Today, exactly one year later, I went to my favorite little park in my suburban St. Paul MN community, and took a photo of a typical tree from roughly the same perspective as I did a year ago.
If anything, the Minnesota tree is further along this April 10 than its New Mexico neighbor ten degrees of Latitude (roughly 700 miles) to the south was exactly a year ago. The tree in Woodbury MN seems, among its peers, to be about average in leaf development this April 10; last years New Mexico tree was far ahead of its neighbors, which is why it attracted my attention back then.
What is going on?
I’m not a fool. There are many variables that might possibly lead to the unusual “twinning” of two trees of different species far distant from each other. There are differences in weather, day to day. Etc. Etc. Etc.
For certain, however, March, 2012, was an exceptionally warm month. Odd and often unusually severe weather, from droughts to storms, seem more frequent, and more and more certainly linked to human behavior. (UPDATE: Yahoo News had this about March, 2012, on April 15.)
There is something else going and on, and except for those mired in fantasy or with a particular vested interest in maintaining a particular illusion that climate is not changing, and that humanity has nothing to do with it, the debate is over: we humans in the industrialized world have had a great deal to do with the changes we are seeing, and while we don’t know the precise consequences for each of us where we live, there are definitely consequences and they are likely not going to be pleasant.
It was seven years ago this summer that we saw Al Gore make a powerful presentation in St. Paul on what he called the “Inconvenient Truth” of Climate Change. And a year later, we saw his powerful film on the topic. (It can now be easily accessed everywhere.)
An Inconvenient Truth has survived vicious criticism over the years: About a year ago I heard a well known climate scientist say he’d give An Inconvenient Truth 90% for accuracy – a very high grade in anyone’s league, especially when it comes to complex science.
Listen. Learn. Close down the denial mechanism.
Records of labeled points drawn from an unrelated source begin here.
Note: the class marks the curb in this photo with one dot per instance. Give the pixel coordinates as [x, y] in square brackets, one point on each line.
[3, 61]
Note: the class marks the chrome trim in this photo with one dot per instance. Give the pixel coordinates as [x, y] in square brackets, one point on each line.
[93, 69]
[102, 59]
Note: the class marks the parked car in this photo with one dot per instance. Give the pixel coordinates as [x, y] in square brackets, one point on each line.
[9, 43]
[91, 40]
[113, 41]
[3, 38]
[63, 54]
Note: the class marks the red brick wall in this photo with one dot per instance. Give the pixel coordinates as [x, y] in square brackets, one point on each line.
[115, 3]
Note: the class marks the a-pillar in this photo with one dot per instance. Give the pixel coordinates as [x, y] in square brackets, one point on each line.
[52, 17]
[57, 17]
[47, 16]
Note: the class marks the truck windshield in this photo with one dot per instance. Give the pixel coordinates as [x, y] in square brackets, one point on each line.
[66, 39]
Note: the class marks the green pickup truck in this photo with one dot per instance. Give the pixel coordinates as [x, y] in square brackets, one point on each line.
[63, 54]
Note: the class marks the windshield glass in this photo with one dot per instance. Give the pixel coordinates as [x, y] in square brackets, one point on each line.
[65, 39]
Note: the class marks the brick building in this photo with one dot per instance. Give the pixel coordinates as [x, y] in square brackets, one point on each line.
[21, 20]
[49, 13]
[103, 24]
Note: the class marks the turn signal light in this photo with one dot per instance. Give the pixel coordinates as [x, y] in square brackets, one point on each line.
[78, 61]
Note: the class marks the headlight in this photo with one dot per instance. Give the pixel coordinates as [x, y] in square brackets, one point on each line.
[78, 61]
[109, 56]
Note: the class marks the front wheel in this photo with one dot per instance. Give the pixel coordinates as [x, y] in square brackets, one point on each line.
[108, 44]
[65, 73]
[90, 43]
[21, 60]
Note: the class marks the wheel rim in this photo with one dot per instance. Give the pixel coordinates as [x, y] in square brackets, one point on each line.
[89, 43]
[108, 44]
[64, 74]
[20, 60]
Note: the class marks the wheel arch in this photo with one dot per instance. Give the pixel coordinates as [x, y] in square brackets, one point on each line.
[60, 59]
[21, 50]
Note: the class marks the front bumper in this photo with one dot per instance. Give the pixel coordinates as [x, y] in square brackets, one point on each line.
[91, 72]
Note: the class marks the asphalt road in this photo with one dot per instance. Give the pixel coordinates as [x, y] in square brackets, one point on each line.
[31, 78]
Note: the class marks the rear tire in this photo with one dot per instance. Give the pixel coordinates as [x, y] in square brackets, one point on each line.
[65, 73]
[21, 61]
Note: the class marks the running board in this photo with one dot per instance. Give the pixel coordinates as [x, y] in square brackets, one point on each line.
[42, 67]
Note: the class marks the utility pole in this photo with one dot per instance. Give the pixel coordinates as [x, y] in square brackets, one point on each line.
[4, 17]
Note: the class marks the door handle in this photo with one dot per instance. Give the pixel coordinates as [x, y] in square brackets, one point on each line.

Humanity – especially the developed industrialized world – is doing ourselves in and it bodes ill for the future of succeeding generations, perhaps even our own generation.
Check in once in awhile at the website of a new organization called Science Debate.
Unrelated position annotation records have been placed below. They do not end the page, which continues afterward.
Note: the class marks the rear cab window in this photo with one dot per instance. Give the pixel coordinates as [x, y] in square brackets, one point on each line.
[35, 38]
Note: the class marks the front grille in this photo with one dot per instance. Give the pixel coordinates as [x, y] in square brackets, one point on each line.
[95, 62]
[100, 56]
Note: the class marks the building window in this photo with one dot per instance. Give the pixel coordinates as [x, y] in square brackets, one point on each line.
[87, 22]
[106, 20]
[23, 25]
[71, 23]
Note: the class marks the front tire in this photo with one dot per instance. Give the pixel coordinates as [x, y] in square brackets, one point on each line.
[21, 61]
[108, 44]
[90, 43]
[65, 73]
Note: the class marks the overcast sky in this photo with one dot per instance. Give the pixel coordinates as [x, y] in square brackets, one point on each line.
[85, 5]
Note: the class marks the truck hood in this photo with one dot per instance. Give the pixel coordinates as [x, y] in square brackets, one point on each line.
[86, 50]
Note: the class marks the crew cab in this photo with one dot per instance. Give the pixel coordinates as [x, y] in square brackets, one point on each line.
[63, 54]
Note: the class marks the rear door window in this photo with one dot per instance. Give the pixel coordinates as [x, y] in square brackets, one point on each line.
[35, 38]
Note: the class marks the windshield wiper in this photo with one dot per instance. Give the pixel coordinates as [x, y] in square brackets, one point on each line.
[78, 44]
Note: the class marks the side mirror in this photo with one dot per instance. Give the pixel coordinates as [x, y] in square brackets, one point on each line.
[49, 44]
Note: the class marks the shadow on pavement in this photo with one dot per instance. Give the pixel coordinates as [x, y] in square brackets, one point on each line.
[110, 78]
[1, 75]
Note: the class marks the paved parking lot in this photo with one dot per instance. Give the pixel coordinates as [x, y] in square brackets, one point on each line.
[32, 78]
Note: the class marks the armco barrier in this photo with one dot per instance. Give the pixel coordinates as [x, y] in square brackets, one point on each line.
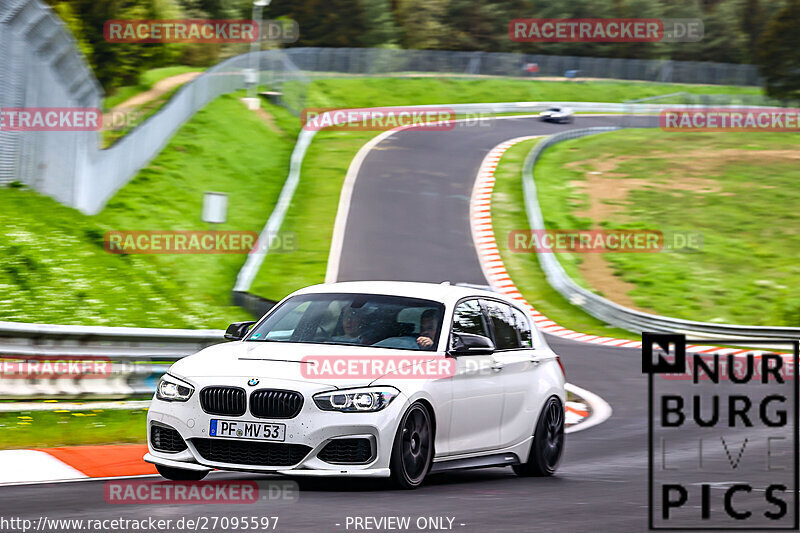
[604, 309]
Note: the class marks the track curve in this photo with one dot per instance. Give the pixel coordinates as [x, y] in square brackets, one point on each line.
[409, 220]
A while ago I asked a good friend who’s passionate about this subject to recommend a single website he thought would be a good portal for ongoing information. Here’s what he recommended.
But whether these sources, or any one of many others, get engaged and do your part to stop the denial.
As farmers have known forever, weather and climate are bigger than we are.
We are fools to make them even larger factors in our future than they would naturally be.
UPDATE APRIL 11, 2012:
from Lee Dechert, St. Paul: Within the climate science community, Skeptical Science is regarded as the best up-to-date source for a basic understanding of climate science, and for countering misinformation and disinformation on that science. Al Gore is a good example. Last year Minnesota Sen. Bill Ingebrigtsen and his GOP committee members rejected and ridiculed Prof. John Abraham’s expert testimony that opposed rescinding a state law that limits emissions from coal-fired power plants and prohibits construction of new plants. I e-mailed a complaint to him; he replied in part by ridiculing Al Gore; I responded in part by saying there are people who also deny the holocaust. His co-authored bill was based on an ALEC “model bill” and was one of the environmental roll-back bills vetoed by DFL Gov. Mark Dayton. The GOP, with its Tea Party backers, is the only major political party on our planet that has officially denied the reality of human-induced global warming and is opposing public and private efforts to reverse it and adapt to its climate change impacts. The International Energy Agency has warned that some impacts will soon be irreversible.